The boat is entering its second week perched on the jetty. Last Saturday activity could be seen, with two other boats working around the stranded one. Rough seas have made salvage work all but impossible.

The Coast Guard initially said the owner of the boat is responsible for its salvage. However, the boat's owner told the Coast Guard he had no money to pay for retrieving the boat, according to Petty Officer First Class Natalie Virgin of the Victoria station, who was on the scene today.
"So the Coast Guard federalized the operation," she explained. "That means it will probably end up as an artificial reef somewhere."

Two tanker trucks from Mid-State Environmental Services stood by in Isla Blanca Park. "They are here just in case," Virgin said. "We also have two boats in the water ready to lay down containment booms, if that become necessary."

Raymond Olivera, of the Texas General Land Office, led a GLO Oil Spill Response Team to the site Tuesday.

"I have a man in a meeting now with people trying to decide how to proceed," he said Tuesday afternoon. "The fuel has been offloaded, and there is no longer any danger of a spill."

He said the boat appeared to be heavily damaged, with several holes in the hull. "It's just sitting on the rocks," he said. "That seems to be what's keeping it above the waterline where it is."

The federal government awarded the salvage contract to T&T Salvage out of Houston, Olivera said. T&T then subcontracted the job to Marine Services of Port Isabel, owned by Billy Kenon.

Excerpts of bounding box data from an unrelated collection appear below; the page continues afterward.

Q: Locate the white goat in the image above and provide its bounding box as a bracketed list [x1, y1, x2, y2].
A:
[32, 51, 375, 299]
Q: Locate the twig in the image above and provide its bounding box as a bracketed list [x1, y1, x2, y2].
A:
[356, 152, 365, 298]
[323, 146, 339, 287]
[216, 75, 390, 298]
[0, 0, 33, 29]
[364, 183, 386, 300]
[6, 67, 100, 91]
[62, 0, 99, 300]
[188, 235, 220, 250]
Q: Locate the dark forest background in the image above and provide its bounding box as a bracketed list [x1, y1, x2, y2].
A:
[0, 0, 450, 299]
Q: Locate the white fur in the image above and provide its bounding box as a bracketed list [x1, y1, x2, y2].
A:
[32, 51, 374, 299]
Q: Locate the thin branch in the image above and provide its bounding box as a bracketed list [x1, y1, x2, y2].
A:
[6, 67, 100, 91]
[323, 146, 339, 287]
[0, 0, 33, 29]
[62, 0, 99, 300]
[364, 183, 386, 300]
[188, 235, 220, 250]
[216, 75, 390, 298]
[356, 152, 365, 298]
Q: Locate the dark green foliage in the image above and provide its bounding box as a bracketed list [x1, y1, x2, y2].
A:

A spokesman for Marine Services who asked not to be identified said a meeting was underway about 4:30 to determine the best course of action. He said the fuel had now been removed from the boat's tanks.

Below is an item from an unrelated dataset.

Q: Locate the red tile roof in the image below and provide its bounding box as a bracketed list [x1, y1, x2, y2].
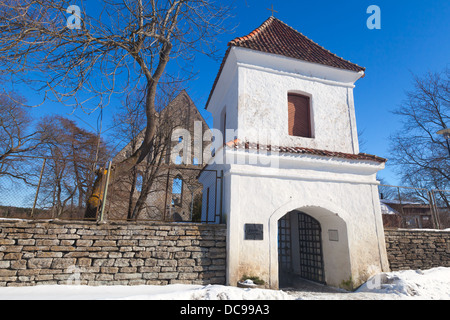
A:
[226, 139, 387, 163]
[205, 17, 365, 108]
[228, 17, 365, 72]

There appears to be doubt in some quarters that the boat will float if it is just pulled free of the jetty. The Marine Services spokesman said his company will do whatever the various agencies decide in this afternoon's meeting.


----------



## JWHPOPEYE (Mar 21, 2005)

What i think is funny is that we haven't had any stormy weather or fog in a while that i can think of. Also why were his nets still hanging off the boat?


----------